Now it takes only *451* pages to map them, i.e. *41* * 2MB-hugepages and *410* * 4KB-pages.

```python
>>> 451/21402.0 - 1
-0.9789272030651341
```

And further more, for many occasions, these *410* * 4KB-pages still could be optimized into one 2MB-hugepage. And that would be:

```python
>>> 42/21402.0 - 1
-0.9980375665825624
```

# Design

Basically, TiExec try to re-mmap the .text area of one process to hugepages (as much area as possible).

For example, if one .text segment of a process has a range of 0x5ff000 - 0xc10000, TiExec will re-mmap this big area into 3 small areas:

```bash
0x5ff000 - 0x600000 # 1 * 4KB Page
0x600000 - 0xc00000 # 3 * 2MB Pages
0xc00000 - 0xc10000 # 16 * 4KB Pages
```

Something like this:

![conservative-strategy](doc/img/conservative-strategy.png)

Here is how TiExec do such re-mmap stuff in userspace:

![procedure](doc/img/procedure-draft.png)

1. TiExec Tracer start the program it wants to optimize as a `ptrace` Tracee, and Tracee blocks at its entry point.
2. Tracer saves the registers' state of Tracee.
3. Tracer fork and exec the TiExec Helper with pipes ready.
4. Helper analyze the Tracee's memory layout and make snapshots on the memory areas it want to re-mmap.
5. Helper tells the Tracer the syscall lists it want the Tracee to execute, and setup the executing environment for Tracee.
6. Tracer controlls Tracee to make these syscalls (something like munmap 4KB pages and mmap 2MB hugepage again).
7. Helper restores data on newly remmaped areas.
8. Tracer restores the registers' state of Tracee which is saved at Step 2.
9. Tracer detach Tracee and wait Tracee to exit.
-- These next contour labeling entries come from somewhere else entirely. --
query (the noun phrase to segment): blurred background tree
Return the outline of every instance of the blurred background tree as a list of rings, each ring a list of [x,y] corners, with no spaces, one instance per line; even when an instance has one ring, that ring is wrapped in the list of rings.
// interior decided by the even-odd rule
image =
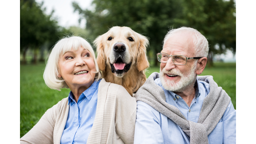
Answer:
[[[236,5],[234,1],[182,0],[182,16],[175,22],[196,29],[208,39],[209,65],[214,54],[236,52]]]
[[[54,11],[49,15],[46,14],[45,9],[42,8],[43,4],[34,0],[20,1],[20,52],[24,64],[27,62],[26,53],[29,49],[33,51],[34,63],[37,62],[40,52],[41,60],[44,61],[43,51],[40,51],[40,49],[53,45],[59,40],[57,35],[64,32],[64,29],[53,18]]]
[[[83,10],[72,3],[79,19],[94,39],[112,26],[126,26],[150,38],[147,54],[151,64],[158,63],[155,54],[162,49],[170,28],[182,26],[198,30],[208,39],[208,59],[229,49],[236,51],[235,4],[233,0],[94,0],[94,9]]]

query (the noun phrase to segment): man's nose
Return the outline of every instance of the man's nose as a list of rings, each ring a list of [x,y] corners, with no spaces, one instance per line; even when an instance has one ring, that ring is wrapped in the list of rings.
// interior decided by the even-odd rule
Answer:
[[[172,61],[172,57],[169,57],[169,59],[168,59],[168,60],[167,61],[167,62],[166,63],[165,66],[165,70],[167,71],[170,70],[173,68],[175,68],[175,67],[176,67],[176,65],[175,65],[174,63],[173,63],[173,62]]]

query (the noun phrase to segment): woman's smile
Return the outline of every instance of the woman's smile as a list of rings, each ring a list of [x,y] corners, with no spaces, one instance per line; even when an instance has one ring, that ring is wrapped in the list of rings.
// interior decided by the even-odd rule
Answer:
[[[96,68],[90,52],[80,47],[61,56],[59,77],[62,77],[72,92],[88,88],[93,82]]]

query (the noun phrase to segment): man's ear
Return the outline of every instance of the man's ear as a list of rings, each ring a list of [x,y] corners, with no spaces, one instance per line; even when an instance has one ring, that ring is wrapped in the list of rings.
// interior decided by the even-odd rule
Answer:
[[[196,63],[197,68],[196,70],[196,73],[197,75],[200,75],[203,72],[206,65],[206,63],[207,58],[206,57],[203,57],[198,60]]]
[[[59,73],[58,74],[58,77],[60,78],[61,77],[61,75]]]
[[[104,54],[103,45],[103,35],[99,36],[93,41],[96,48],[97,58],[96,59],[99,68],[101,71],[105,71],[106,68],[106,59]]]

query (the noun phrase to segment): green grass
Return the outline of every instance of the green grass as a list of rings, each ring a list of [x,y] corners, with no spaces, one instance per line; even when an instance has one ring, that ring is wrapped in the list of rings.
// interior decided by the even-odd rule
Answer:
[[[44,83],[43,74],[44,64],[20,66],[20,137],[28,132],[49,108],[67,97],[70,90],[61,91],[48,88]],[[151,66],[147,77],[153,72],[159,71],[159,67]],[[219,86],[230,96],[236,109],[236,64],[215,63],[206,67],[201,75],[211,75]]]

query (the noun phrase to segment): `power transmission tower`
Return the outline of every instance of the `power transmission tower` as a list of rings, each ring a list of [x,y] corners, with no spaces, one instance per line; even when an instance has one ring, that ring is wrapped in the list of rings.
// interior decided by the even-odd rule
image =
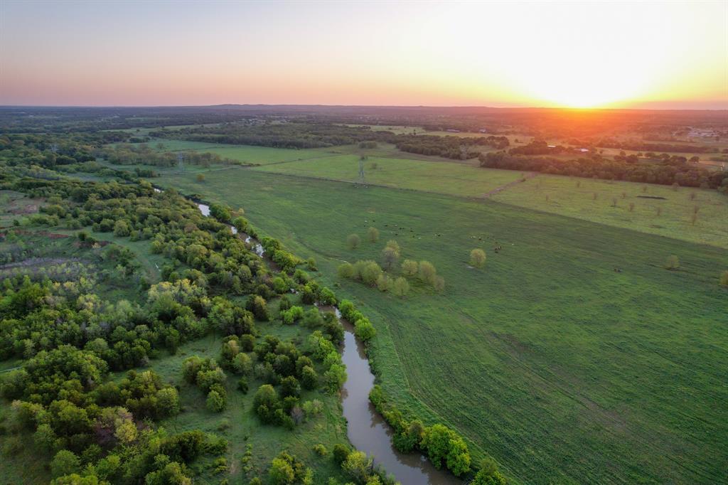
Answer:
[[[364,157],[359,159],[359,183],[364,184]]]

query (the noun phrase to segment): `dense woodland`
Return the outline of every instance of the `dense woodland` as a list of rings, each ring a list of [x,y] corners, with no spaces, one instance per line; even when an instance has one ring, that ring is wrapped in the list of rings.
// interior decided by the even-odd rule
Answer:
[[[28,435],[47,454],[55,484],[189,484],[206,467],[226,470],[223,437],[158,425],[186,411],[178,388],[146,368],[210,334],[226,336],[219,358],[191,355],[179,371],[199,389],[209,412],[224,409],[232,393],[254,392],[251,411],[264,425],[295,433],[302,421],[316,419],[321,402],[301,401],[301,390],[338,395],[347,379],[338,350],[344,332],[333,313],[305,307],[338,304],[364,341],[374,336],[371,322],[312,277],[305,269],[315,269],[314,262],[258,234],[242,211],[212,205],[210,216],[203,216],[173,189],[161,192],[130,173],[121,181],[69,176],[68,167],[95,173],[92,154],[109,135],[89,136],[66,143],[55,135],[0,138],[0,189],[44,201],[39,213],[15,218],[0,235],[9,248],[2,261],[9,269],[0,290],[0,360],[20,363],[0,374],[0,395],[13,410],[12,419],[0,423],[9,437],[5,459],[12,460],[20,436]],[[149,148],[103,152],[119,156],[120,163],[140,162],[121,158],[127,154],[165,163]],[[113,178],[114,171],[105,175]],[[24,271],[24,261],[36,254],[24,241],[54,230],[71,232],[68,240],[86,255],[84,262]],[[244,232],[261,237],[280,271],[237,235]],[[161,280],[151,281],[135,253],[100,239],[104,234],[147,242],[167,261]],[[96,271],[97,265],[107,269]],[[110,285],[123,285],[129,298],[108,299],[104,288]],[[276,313],[269,308],[273,301],[279,303]],[[309,337],[296,344],[265,334],[266,323],[279,318],[309,329]],[[228,374],[240,376],[236,389],[226,386]],[[492,464],[474,470],[467,444],[454,431],[425,426],[389,405],[385,409],[384,400],[381,390],[373,396],[395,428],[398,448],[420,450],[438,468],[474,483],[505,483]],[[265,483],[340,483],[314,477],[285,450],[270,458]],[[321,459],[333,459],[351,483],[393,483],[345,443]]]
[[[511,149],[507,153],[486,153],[480,155],[478,159],[480,167],[487,168],[717,189],[723,192],[728,192],[728,176],[724,172],[711,171],[689,165],[684,157],[652,153],[648,154],[649,158],[618,155],[610,159],[598,153],[588,157],[555,157],[573,151],[573,149],[568,147],[549,147],[545,141],[534,141],[529,145]]]

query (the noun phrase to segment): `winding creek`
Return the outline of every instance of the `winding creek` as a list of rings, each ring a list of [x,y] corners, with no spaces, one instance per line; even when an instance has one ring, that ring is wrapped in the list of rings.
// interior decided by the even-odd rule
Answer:
[[[209,205],[193,202],[203,216],[210,216]],[[230,229],[233,234],[237,234],[235,227],[230,226]],[[261,243],[248,234],[245,236],[245,242],[262,257],[264,250]],[[374,375],[369,368],[364,346],[356,339],[354,326],[341,318],[338,308],[325,309],[333,309],[336,312],[344,329],[341,358],[347,366],[347,377],[341,392],[341,405],[351,443],[357,450],[373,457],[376,464],[384,466],[387,473],[394,475],[402,485],[462,484],[462,481],[446,471],[438,470],[424,455],[400,453],[395,449],[392,444],[392,428],[369,401],[369,391],[374,386]]]

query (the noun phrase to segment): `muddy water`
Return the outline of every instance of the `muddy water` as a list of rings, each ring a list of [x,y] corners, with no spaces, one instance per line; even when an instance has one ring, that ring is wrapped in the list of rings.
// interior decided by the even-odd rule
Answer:
[[[339,315],[336,310],[337,315]],[[345,331],[342,358],[347,379],[341,393],[344,416],[348,422],[349,441],[357,449],[373,457],[402,485],[455,485],[462,481],[436,469],[419,453],[403,454],[392,445],[392,428],[369,401],[374,375],[369,369],[364,346],[354,336],[354,327],[341,320]]]
[[[210,216],[210,206],[196,202],[203,216]],[[230,226],[233,234],[237,229]],[[263,246],[248,234],[245,242],[252,245],[256,253],[263,256]],[[354,336],[354,326],[341,319],[338,308],[322,307],[323,311],[333,309],[344,326],[342,360],[347,366],[347,382],[341,392],[344,417],[347,418],[349,441],[354,446],[373,457],[388,473],[395,476],[402,485],[462,485],[449,473],[436,469],[419,453],[404,454],[392,445],[392,428],[374,409],[369,401],[369,391],[374,386],[374,375],[369,368],[369,361],[364,346]]]

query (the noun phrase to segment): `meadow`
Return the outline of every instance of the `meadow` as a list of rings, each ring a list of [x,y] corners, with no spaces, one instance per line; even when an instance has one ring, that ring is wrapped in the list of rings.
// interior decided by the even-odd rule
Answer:
[[[258,323],[258,327],[261,335],[274,335],[297,344],[304,342],[310,333],[307,328],[284,326],[280,321]],[[342,478],[341,469],[336,466],[331,456],[322,457],[313,450],[318,443],[347,442],[346,422],[341,417],[337,397],[304,390],[301,399],[322,400],[323,412],[299,425],[295,433],[292,433],[281,426],[262,424],[253,412],[253,395],[264,382],[250,379],[250,390],[244,393],[237,388],[239,376],[228,373],[226,387],[229,392],[226,408],[220,413],[210,412],[205,408],[204,393],[182,378],[182,363],[191,355],[217,359],[221,344],[219,334],[210,335],[183,345],[174,355],[166,355],[151,362],[149,368],[159,374],[165,382],[179,386],[183,407],[183,412],[162,422],[161,425],[174,433],[202,430],[226,438],[230,443],[226,453],[229,476],[225,476],[231,482],[248,483],[255,476],[265,476],[271,457],[276,456],[282,449],[304,460],[314,469],[317,476]],[[124,373],[119,373],[117,379],[123,375]],[[250,461],[247,463],[250,469],[246,470],[241,458],[245,456],[248,444],[251,446]],[[202,483],[218,483],[221,476],[213,473],[209,461],[200,460],[196,463],[200,474],[198,479]]]
[[[728,478],[728,411],[716,406],[728,400],[725,249],[491,200],[253,170],[154,181],[242,206],[314,256],[323,283],[379,330],[371,356],[392,400],[456,428],[515,481]],[[347,236],[364,239],[370,226],[379,241],[349,249]],[[442,294],[413,282],[398,299],[335,276],[342,261],[379,259],[389,239],[403,259],[435,264]],[[483,269],[468,266],[473,248],[488,255]],[[670,255],[677,271],[663,267]]]
[[[255,170],[356,182],[359,181],[359,159],[353,154],[339,155]],[[521,176],[520,172],[476,170],[472,165],[462,163],[381,157],[368,157],[364,163],[364,173],[367,184],[463,197],[480,197]]]
[[[529,178],[516,170],[480,168],[472,161],[405,159],[389,147],[339,149],[351,154],[253,170],[358,182],[363,154],[367,184],[463,197],[487,194],[518,207],[728,248],[728,199],[715,190],[547,174]]]

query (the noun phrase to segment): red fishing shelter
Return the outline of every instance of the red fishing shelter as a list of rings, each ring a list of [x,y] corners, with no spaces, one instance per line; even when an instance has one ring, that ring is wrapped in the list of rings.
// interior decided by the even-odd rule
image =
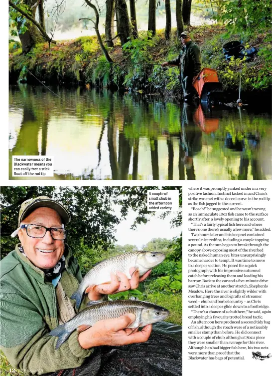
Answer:
[[[193,81],[192,84],[200,100],[204,102],[211,102],[218,93],[223,92],[222,85],[219,82],[217,72],[210,68],[203,68]]]

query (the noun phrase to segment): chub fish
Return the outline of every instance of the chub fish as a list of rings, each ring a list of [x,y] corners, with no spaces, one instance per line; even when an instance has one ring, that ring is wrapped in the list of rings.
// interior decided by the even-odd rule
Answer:
[[[161,321],[169,314],[166,308],[139,300],[98,301],[89,302],[87,305],[89,306],[50,332],[50,336],[58,337],[56,350],[76,329],[83,332],[100,320],[117,319],[123,315],[133,313],[136,319],[128,328],[135,328],[136,330],[139,327]]]
[[[269,358],[271,358],[271,354],[269,354],[268,355],[262,355],[260,351],[257,351],[257,353],[254,353],[252,352],[252,355],[253,355],[252,357],[253,358],[260,359],[260,361],[264,361],[265,359],[268,359]]]
[[[160,252],[137,251],[123,253],[101,261],[87,273],[71,299],[75,299],[76,307],[78,308],[83,294],[85,292],[89,292],[89,286],[109,282],[111,273],[115,274],[117,271],[122,272],[130,280],[132,278],[130,273],[131,268],[137,269],[140,277],[162,262],[165,258],[165,255]]]

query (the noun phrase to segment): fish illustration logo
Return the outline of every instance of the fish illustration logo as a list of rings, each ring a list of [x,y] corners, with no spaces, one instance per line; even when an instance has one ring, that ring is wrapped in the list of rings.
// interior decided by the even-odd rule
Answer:
[[[257,351],[257,353],[254,353],[252,352],[252,355],[253,355],[252,357],[253,358],[260,359],[260,361],[264,361],[265,359],[268,359],[269,358],[271,358],[272,356],[271,354],[269,354],[268,355],[262,355],[260,351]]]

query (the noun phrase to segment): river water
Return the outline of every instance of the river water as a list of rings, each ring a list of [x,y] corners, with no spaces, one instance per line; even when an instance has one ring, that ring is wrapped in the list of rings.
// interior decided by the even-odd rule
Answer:
[[[272,177],[271,115],[259,106],[209,110],[153,95],[50,89],[10,88],[10,179],[12,155],[39,155],[54,156],[55,179]]]

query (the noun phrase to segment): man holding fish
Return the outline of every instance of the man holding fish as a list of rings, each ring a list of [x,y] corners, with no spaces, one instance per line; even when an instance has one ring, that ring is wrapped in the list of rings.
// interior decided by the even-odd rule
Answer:
[[[1,344],[12,366],[27,374],[64,370],[74,376],[80,369],[104,376],[100,347],[146,342],[151,324],[169,314],[146,302],[107,301],[107,294],[136,288],[164,255],[121,255],[82,279],[64,243],[70,220],[66,208],[46,196],[25,201],[11,234],[20,244],[1,262]]]

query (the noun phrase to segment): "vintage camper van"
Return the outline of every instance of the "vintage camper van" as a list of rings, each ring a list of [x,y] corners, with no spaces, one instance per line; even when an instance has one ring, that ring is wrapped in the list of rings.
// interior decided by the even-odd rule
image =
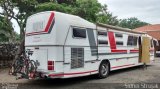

The executing environment of Tracee at Step 5 is like below:

```bash
0000000000000000 :
0: 48 c7 c0 e7 00 00 00 mov rax,0xe7 # exit_group
7: 48 c7 c7 01 00 00 00 mov rdi,0x1 # exit_group(1)
e: 0f 05 syscall
10: eb ee jmp 0 # jmp rel8(-18)
```

The point is, every time Tracee blocks at enter-syscall, Tracer will replace the syscall `exit_group` as the syscall in the list which is decided by Helper in Step 4. And when Tracee block at return from syscall, Tracer would check the return value. If the syscall is sucess then everything is fine, otherwise there would be some error handling.

# TODO

Suport something like `runuser`.

Support Linux ARM64.

Support something like `GODEBUG`.

Support re-mmap on dynamic loading library.

Support more aggresive strategy about memory area "splitting". For the .text segment range of 0x5ff000 - 0xc10000, we could have:

```bash
0x400000 - 0xe00000 # 5 * 2MB Pages
```

Something like this:

![aggressive-strategy](doc/img/aggressive-strategy.png)

# Copyright and License

Copyright (C) 2021, by Sen Han [<[email protected]>](mailto:[email protected]).

Under the Apache License, Version 2.0.

See the [LICENSE](LICENSE) file for details.